MINNEAPOLIS (WCCO) – Police arrested five Occupy Homes MN protesters early Friday morning after they chained themselves together in a “sleeping dragon” device inside a south Minneapolis house that officers were attempting to evict.
Hennepin County Sheriff’s Office spokesperson Lisa Kiava said the “sleeping dragon” device is a difficult to move object made of chains, PVC pipe, iron pipe, concrete, and duct tape. Protesters typically chain their hands together with the device, making it difficult for police to arrest or move them.
Police arrived to evict people from the house, located on the 4000 block of Cedar Avenue South, at 4 a.m., Kiava said. When officers arrived, they found the house’s door heavily barricaded.
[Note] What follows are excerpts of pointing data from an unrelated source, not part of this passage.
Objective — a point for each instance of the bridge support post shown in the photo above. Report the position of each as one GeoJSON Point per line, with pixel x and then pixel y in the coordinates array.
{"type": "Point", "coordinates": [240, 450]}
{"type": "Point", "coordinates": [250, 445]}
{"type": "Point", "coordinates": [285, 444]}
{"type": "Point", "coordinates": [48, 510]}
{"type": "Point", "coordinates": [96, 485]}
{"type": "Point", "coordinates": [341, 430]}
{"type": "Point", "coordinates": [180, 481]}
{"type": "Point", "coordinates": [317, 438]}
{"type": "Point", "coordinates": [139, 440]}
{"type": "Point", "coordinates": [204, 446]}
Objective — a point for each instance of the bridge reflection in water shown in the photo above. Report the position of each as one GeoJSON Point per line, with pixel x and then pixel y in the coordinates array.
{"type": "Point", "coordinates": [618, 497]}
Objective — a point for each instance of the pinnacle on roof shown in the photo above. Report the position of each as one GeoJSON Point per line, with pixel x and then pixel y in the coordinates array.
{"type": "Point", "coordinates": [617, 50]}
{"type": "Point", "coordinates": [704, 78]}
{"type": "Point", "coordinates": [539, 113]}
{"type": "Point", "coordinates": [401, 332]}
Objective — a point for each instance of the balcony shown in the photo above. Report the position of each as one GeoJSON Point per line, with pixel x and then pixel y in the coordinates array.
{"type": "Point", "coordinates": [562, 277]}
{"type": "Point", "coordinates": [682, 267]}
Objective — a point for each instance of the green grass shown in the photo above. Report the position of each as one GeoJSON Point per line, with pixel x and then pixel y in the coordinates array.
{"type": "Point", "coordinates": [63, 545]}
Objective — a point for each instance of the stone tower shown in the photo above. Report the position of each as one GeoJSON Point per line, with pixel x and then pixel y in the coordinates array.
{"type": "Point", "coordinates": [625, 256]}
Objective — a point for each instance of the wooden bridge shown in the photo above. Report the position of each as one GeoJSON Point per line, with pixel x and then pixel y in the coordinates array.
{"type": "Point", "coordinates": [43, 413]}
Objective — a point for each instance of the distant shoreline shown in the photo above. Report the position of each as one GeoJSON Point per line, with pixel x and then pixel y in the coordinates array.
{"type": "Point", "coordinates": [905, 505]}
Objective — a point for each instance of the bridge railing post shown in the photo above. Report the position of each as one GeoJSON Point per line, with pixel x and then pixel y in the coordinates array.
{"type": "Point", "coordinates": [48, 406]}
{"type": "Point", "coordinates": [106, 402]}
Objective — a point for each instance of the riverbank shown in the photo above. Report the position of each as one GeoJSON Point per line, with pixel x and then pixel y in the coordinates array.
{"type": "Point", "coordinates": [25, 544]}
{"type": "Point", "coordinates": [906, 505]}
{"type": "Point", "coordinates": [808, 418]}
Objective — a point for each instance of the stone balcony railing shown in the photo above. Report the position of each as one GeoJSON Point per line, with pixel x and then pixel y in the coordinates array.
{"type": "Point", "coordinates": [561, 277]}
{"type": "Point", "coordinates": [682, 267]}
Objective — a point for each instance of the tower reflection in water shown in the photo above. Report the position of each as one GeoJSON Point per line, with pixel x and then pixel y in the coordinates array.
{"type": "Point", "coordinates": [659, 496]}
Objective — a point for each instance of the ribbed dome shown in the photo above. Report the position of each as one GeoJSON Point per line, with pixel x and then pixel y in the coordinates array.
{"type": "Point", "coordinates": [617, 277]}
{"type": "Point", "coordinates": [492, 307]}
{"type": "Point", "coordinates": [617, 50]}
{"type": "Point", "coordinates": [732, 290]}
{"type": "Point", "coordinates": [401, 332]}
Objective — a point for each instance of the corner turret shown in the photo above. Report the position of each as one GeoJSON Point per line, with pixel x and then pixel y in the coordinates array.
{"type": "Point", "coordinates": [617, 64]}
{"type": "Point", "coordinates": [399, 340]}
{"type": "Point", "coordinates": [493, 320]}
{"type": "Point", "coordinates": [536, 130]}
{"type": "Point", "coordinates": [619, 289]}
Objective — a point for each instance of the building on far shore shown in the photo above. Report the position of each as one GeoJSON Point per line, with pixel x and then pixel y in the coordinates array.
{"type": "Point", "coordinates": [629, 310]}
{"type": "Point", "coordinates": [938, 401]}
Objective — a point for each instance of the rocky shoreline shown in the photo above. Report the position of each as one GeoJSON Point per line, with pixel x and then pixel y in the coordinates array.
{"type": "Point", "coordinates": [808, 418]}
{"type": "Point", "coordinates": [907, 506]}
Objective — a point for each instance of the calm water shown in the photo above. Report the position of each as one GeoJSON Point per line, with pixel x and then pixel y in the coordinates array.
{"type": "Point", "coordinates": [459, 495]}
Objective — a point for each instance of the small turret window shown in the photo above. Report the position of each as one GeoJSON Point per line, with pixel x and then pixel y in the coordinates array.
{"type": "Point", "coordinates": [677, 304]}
Police removed a door and made their way inside, where they found 12 people – none of which were occupants of the home. Seven agreed to leave, Kiava said, but five stayed, chained in the sleeping dragon.
Police trained to dissemble the sleeping dragon did so, and officers arrested the five people. Officers booked the five into the Hennepin County Jail for “probable cause gross obstruction of the legal process,” Kiava said.
None were hurt in the process, Kiava said. However, protesters said they suffered minor injuries when officers removed them from the sleeping dragon using jackhammers and electric saws.
On April 26, Hennepin County District Court ordered the eviction of the house – an order that police had 30 days to comply with. Initially, police attempted to evict the house on Wednesday, but when they arrived at the house that afternoon, they found a large group of people – Occupy Homes MN protesters — refusing to leave. The group, which police said were not residents of the house, barricaded themselves inside it.
Occupy protesters celebrated their stand Wednesday, saying in a press release that some 100 protesters had successfully defended the house from eviction.
In that release, protesters said they had been occupying the house, which belongs to the family of David Cruz, for three weeks.
During that initial eviction attempt, protesters said they tied themselves to structures in the housing using bike locks. After 30 minutes police retreated.
Protesters said the Cruz home went into foreclosure in 2011, when the family’s bank (PNC) didn’t accept an online mortgage payment. As punishment, the bank imposed a fine of two months payment. The family was unable to pay; thus the home went into foreclosure.
On Wednesday, protesters said the bank contacted them, asking for loan modification documents for the family. It is unclear, however, what came of that contact.
Protester Martha Ockenfels-Martinez said Occupy Homes wants the bank to negotiate a mortgage that allows the family to stay in their home.
“We’ll do whatever it takes for them to come to the table,” she said.